Henry and the Paper Route by Beverly Cleary
Feb 25, 2015
A couple of weeks before Christmas, I was at Costco and found a collection of fifteen Beverly Cleary books for under $30. I looked it over and noticed two of the Henry books (Henry and the Paper Route and Henry and the Clubhouse) and one of the Ramona books (Ramona Forever) were not included, but at less than $2 per book, I couldn't pass it up. I just thought I would add in the missing books later. No big deal. I might have to pay $7 or $8 for each one, but when I was saving so much on the others, it really didn't matter.
I gave the set to Aaron for Christmas. He loved it. Still loves it. I was congratulating myself on a brilliant purchase.

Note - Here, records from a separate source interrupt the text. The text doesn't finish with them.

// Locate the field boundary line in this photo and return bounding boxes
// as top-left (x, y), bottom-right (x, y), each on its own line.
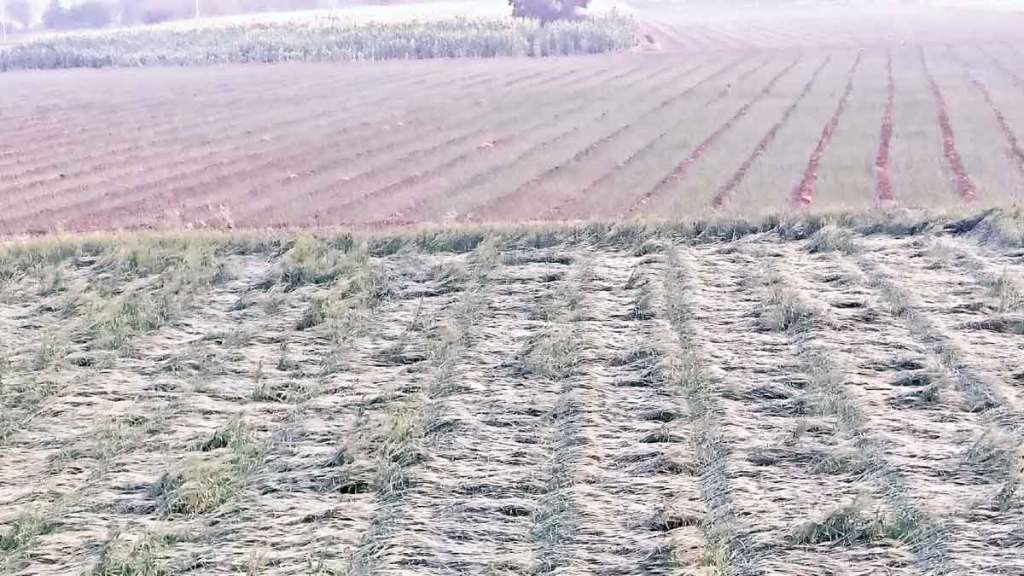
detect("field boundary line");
top-left (874, 49), bottom-right (896, 207)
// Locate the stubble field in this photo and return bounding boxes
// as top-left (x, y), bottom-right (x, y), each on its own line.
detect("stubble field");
top-left (0, 4), bottom-right (1024, 576)
top-left (0, 210), bottom-right (1024, 575)
top-left (0, 6), bottom-right (1024, 235)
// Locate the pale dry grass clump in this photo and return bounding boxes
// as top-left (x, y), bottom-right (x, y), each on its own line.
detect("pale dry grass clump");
top-left (0, 512), bottom-right (56, 556)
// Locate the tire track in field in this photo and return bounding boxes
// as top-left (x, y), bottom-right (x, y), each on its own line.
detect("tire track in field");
top-left (874, 50), bottom-right (896, 207)
top-left (621, 56), bottom-right (802, 218)
top-left (282, 59), bottom-right (702, 226)
top-left (918, 46), bottom-right (978, 204)
top-left (459, 56), bottom-right (741, 221)
top-left (364, 59), bottom-right (716, 224)
top-left (950, 47), bottom-right (1024, 197)
top-left (711, 54), bottom-right (831, 209)
top-left (6, 64), bottom-right (598, 233)
top-left (548, 53), bottom-right (770, 219)
top-left (793, 50), bottom-right (863, 207)
top-left (0, 65), bottom-right (528, 215)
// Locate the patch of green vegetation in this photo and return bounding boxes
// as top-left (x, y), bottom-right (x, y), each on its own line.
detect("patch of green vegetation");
top-left (790, 502), bottom-right (920, 546)
top-left (152, 418), bottom-right (267, 516)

Then, a couple of weeks ago, as I was deciding which books to get the boys for Valentine's Day, I decided to fill in a couple of those missing books. I checked on Amazon, but couldn't find the 2007 edition. (<----- The one pictured over there.) No problem. I went to Barnes and Noble. Couldn't find it. I tried The King's English. They didn't have any of them. Finally, I went to Frost's, a local new and used bookstore. They had several Beverly Cleary books in that edition but not the ones I was looking for. So I asked one of the salespeople, and she dropped this bomb:
"That edition is no longer in print."
I felt a little foolish because that's something I should have been able to figure out pretty quickly on my own without running around to three different stores, but I guess I just never expected something that was being sold at Costco two months before to be out of print.
It's not that big of a deal really. I'm sure I can track down those books on ebay or at Saver's (I already found and purchased Ramona Forever), but the main reason I'm irritated is because I don't even like that edition! The updated illustrations clash with the 1950's text. I only went with it because it was convenient and I thought it would be easy to get a matching set. But now I'm going to have the hassle of piecing it together anyway (and I will piece it together because I do want them all to match).
Anyway, on to Henry and the Paper Route. (Since it's one of the ones I'm still searching for, we just checked it out from the library.)
If you've read the other Henry books, you'll already know that Henry is very envious of Scooter's paper route. In fact, in Henry and Beezus, Henry has a chance to fill in for Scooter, and it almost turns disastrous when Ribsy won't leave the newspapers where they've been tossed. Scooter can be insufferably cocky at times, and he's no different in this book, but one day, as he pedals by delivering the papers, he asks Henry if he knows anyone who wants their own paper route. Yes, Henry knows someone. Himself! But Scooter says there's no way that's going to happen since Henry isn't eleven yet.
So Henry sets out to prove that he is a responsible almost-eleven-year-old. In the meantime, he acquires four kittens (one of which he gets to keep), collects the most paper for the school paper drive, folds Scooter's papers for him, and meets the new boy down the street. Oh, and enough time goes by that he actually turns eleven, too. Just when he thinks things he'll finally get the job of his dreams, it slips out of his grasp. And if not for a certain annoying four-year-old (i.e., Ramona Quimby) it would have stayed far out of reach.
Every time I read one of the Henry books, I get a little inkling of how much the world has changed in the nearly 60 years since they were originally published. For example, do you regularly see 11-, 12-, and 13-year-old kids delivering newspapers on weekday afternoons? Because I don't. And I never have in any of the places I've lived. All of the "paper boys" I know are actually adults who nearly run me over when I'm out running early in the morning as they toss the papers from their cars.
And then there's the paper drive held by Henry's school as a way to raise money for a new curtain in the auditorium. Henry diligently sets about collecting all the unwanted paper around the neighborhood (if he accumulates a stack of papers that measures 30 inches high, he gets a prize). What a difference from the fundraiser Aaron brought home earlier this week! (What unwanted, unnecessary item would you like to buy from this catalog? We settled on the chocolate-covered caramels and sent the form back with him the next day without ever asking any family, friends, or neighbors.) Can you even recycle paper for money these days? I have no idea.
But some things remain the same whether you were born in 1958 or 2008. At Henry's birthday party, "the boys entertained themselves by practicing artificial respiration on one another." I just had to laugh when I read that because it was so random, and yet, I happen to know a bunch of adolescent boys who would be quite amused by that (and likewise, I know very few (if any) girls who would come up with that as a fun activity). Once again, Beverly Cleary hit the interests, humor, and frustrations of boys spot on. She's pretty amazing.
Even though this was not my favorite Henry book, we still enjoyed it immensely. Like Ramona, we can always count on him for a story worth reading.